I am on my second round of treatment, first was INF/RIBA for 48 weeks. I relapsed 1 month after finishing tx. I am currently on triple tx, with Incivek/INF/RIBA. I was clear at 4 weeks. Geno 1A, IL28B CC, early stage 4.
I am struggling to get to week 36 which is my goal. I'm coming up on week 34. The sides have been debilitating; can't work, difficulty breathing (asthma/allergies on shots and advair/ventolin, zertec), getting bruising on arms and legs from low platelet count (59k), on Procrit HGB is 8.7, WBC is 1, constant infections (ears, throat, intestinal, chest), a severe cough that usually ends with the dry heaves, extreme fatigue, vertigo....and blah blah and so on.
I know that the protocol for stage 4 is to do 48 weeks. But there probably is very little clinical data that substantiates that for patients that treated with Incivek and cleared. Before I started this round they were recruiting patients for a 24 week triple trial for stage 4's. I didn't make it in.....
My thinking is that if I can do (which I doubt) 12 more weeks of this torture and if I relapse I have to wait for new meds in a couple of years. If I stop now and take my chances, I end this living he11 and i get my life back NOW. I'm sure my chances of reaching SVR may be reduced if I stop now, but I am willing to roll the dice. this gotta end.

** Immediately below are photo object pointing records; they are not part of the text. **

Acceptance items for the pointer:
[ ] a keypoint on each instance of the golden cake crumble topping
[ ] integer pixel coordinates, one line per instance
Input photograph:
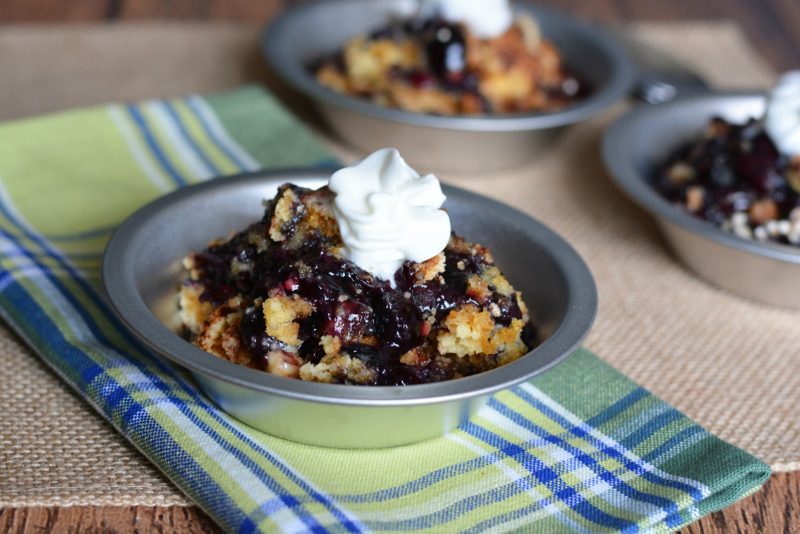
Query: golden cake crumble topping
(429, 65)
(280, 297)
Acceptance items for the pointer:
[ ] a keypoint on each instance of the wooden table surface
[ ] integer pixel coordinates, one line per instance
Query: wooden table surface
(771, 25)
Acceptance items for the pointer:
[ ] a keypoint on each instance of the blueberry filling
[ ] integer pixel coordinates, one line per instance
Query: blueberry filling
(373, 322)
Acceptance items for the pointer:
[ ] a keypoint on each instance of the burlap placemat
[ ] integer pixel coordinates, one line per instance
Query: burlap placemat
(732, 365)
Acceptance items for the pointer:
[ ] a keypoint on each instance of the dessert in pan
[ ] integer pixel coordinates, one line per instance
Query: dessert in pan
(744, 178)
(358, 282)
(454, 57)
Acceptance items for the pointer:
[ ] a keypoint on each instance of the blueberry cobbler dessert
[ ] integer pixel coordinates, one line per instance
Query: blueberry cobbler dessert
(358, 282)
(744, 177)
(455, 57)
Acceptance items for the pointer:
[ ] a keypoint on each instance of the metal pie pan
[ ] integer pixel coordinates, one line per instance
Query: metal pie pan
(644, 138)
(304, 34)
(142, 272)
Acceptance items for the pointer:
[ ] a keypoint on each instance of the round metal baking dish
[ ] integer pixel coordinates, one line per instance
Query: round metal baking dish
(644, 138)
(302, 35)
(142, 271)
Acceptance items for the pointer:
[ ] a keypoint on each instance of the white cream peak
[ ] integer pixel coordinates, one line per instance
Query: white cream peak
(484, 18)
(388, 213)
(782, 118)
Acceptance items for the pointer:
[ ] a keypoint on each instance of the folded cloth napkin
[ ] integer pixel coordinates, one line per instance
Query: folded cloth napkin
(580, 448)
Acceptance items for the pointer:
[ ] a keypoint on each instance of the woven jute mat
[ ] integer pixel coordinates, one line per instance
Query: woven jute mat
(732, 365)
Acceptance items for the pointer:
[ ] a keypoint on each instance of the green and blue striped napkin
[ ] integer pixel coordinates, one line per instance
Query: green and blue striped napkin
(579, 449)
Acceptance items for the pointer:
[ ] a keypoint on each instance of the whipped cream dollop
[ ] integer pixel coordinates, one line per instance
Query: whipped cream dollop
(484, 18)
(388, 213)
(782, 117)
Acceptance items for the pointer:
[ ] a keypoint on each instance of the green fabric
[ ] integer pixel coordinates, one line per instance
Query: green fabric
(579, 449)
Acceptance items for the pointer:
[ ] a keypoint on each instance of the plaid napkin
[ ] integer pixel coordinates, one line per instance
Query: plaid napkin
(581, 448)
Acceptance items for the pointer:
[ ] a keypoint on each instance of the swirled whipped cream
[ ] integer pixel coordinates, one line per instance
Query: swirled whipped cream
(782, 118)
(388, 213)
(484, 18)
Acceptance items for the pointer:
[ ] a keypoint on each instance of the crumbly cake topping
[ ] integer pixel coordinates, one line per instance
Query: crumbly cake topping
(735, 178)
(433, 66)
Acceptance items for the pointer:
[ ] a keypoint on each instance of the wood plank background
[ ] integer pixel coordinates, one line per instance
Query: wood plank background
(772, 25)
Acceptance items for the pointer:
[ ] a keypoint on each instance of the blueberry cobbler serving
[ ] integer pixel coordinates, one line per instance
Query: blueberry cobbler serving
(744, 177)
(358, 282)
(454, 57)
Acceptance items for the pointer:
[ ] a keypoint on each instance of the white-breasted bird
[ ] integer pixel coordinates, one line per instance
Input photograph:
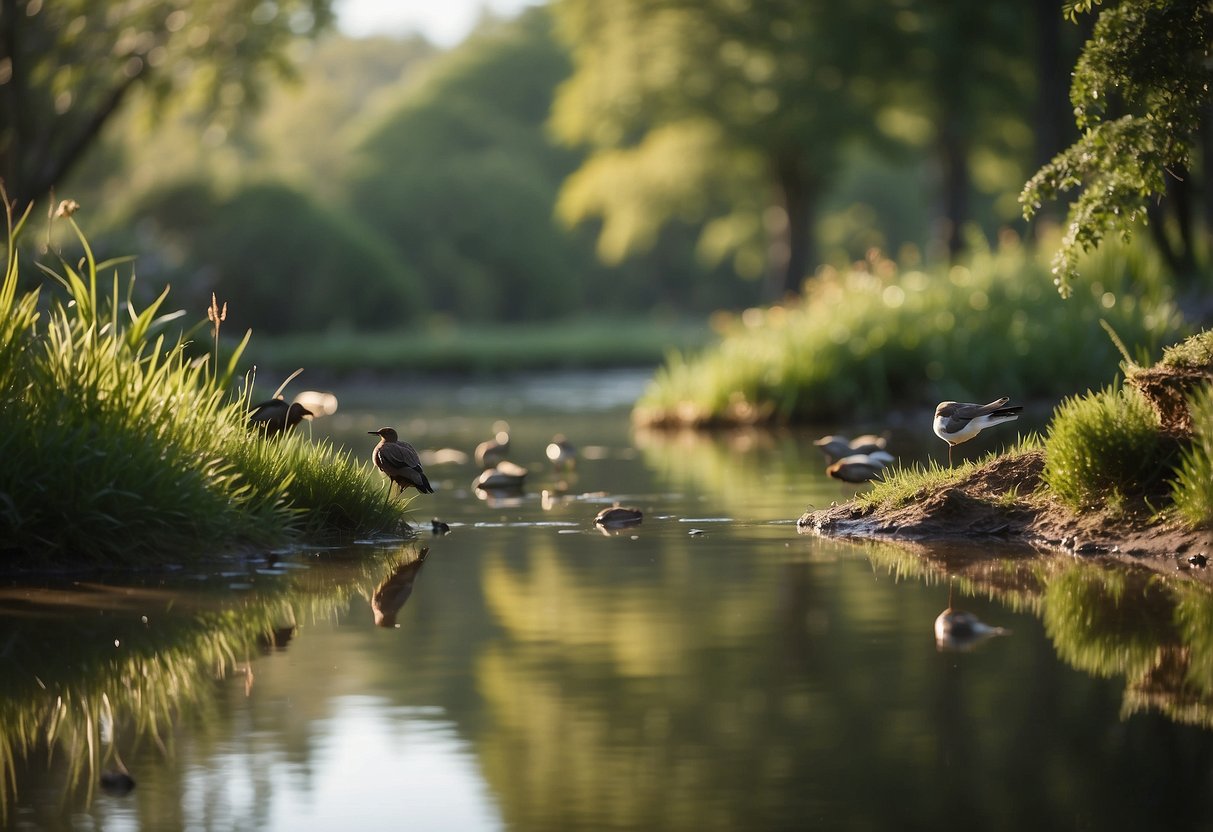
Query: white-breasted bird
(960, 421)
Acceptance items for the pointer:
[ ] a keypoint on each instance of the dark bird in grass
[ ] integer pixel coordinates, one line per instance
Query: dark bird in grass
(860, 467)
(960, 421)
(399, 461)
(391, 594)
(274, 416)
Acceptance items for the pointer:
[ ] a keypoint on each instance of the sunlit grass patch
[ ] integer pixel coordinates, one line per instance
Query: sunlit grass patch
(1105, 451)
(876, 336)
(1192, 488)
(903, 485)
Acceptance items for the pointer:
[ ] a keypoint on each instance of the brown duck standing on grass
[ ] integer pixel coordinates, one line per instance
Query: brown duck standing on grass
(274, 416)
(399, 461)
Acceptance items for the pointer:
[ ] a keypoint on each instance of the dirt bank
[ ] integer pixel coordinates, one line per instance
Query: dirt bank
(1002, 501)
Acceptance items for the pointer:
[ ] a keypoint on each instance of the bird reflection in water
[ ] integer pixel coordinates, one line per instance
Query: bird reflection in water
(961, 631)
(391, 594)
(618, 518)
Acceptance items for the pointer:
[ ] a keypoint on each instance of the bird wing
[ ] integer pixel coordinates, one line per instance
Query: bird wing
(964, 412)
(271, 409)
(398, 456)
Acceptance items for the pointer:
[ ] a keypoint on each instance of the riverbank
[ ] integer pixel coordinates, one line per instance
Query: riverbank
(1002, 500)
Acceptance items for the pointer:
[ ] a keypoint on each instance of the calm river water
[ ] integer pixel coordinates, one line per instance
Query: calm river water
(707, 670)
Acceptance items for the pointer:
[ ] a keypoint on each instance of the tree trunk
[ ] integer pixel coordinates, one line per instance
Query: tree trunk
(10, 98)
(790, 248)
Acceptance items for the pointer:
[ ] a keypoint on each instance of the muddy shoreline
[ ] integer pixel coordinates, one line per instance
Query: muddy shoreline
(1002, 502)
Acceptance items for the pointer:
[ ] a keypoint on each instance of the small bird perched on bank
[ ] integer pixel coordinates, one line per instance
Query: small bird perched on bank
(399, 461)
(275, 416)
(960, 421)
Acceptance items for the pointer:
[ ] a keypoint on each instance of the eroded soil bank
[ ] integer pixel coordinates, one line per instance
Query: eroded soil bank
(1001, 501)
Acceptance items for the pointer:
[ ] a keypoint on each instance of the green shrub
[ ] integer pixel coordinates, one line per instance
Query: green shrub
(1104, 450)
(1192, 489)
(114, 443)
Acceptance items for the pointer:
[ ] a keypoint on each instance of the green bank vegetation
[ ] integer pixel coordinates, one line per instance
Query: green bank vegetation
(880, 336)
(1109, 451)
(118, 443)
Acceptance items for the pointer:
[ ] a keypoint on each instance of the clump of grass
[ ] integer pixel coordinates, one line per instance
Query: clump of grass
(117, 443)
(1190, 353)
(904, 485)
(864, 338)
(1105, 451)
(1192, 488)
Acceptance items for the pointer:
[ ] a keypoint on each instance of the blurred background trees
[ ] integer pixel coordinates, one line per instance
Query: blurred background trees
(586, 158)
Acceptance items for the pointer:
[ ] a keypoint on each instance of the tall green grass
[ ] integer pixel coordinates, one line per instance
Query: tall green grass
(877, 336)
(1105, 450)
(1192, 488)
(114, 443)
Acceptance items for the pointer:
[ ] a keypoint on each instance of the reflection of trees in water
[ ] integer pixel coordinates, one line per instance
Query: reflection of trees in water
(1108, 620)
(90, 671)
(739, 467)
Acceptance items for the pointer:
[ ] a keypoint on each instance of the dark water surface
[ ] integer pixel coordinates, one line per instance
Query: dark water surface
(708, 670)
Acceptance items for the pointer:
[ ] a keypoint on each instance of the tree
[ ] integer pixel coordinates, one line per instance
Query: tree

I sure can't say whether your right or wrong. But I hope you fully understand the risk your taking. First being a 1a has been more of a problem then a 1b, your cirrhotic, a relapser. I also have to wonder how much of the hype of new drugs is playing a part into this. If that is the case then I would think long and hard before stopping, all this hype was here for the PI's as they were going to be a cure all, even for us cirrhotics and that has not been the case.
I hope you understand if you don't clear now what might be next, and what if these new drugs fail you then what? You have a very good chance now at gaining SVR as you did have a eRVR. Why would one want to risk that being cirrhotic? A lot of people that have cirrhosis feel good and maybe don't think of what could be next... all one has to do is read Hectors thread on where he is now, for me that would be enough to man up and do everything possible to beat this with every chance I have......
Good luck to you, hope you have the correct outcome and gain SVR.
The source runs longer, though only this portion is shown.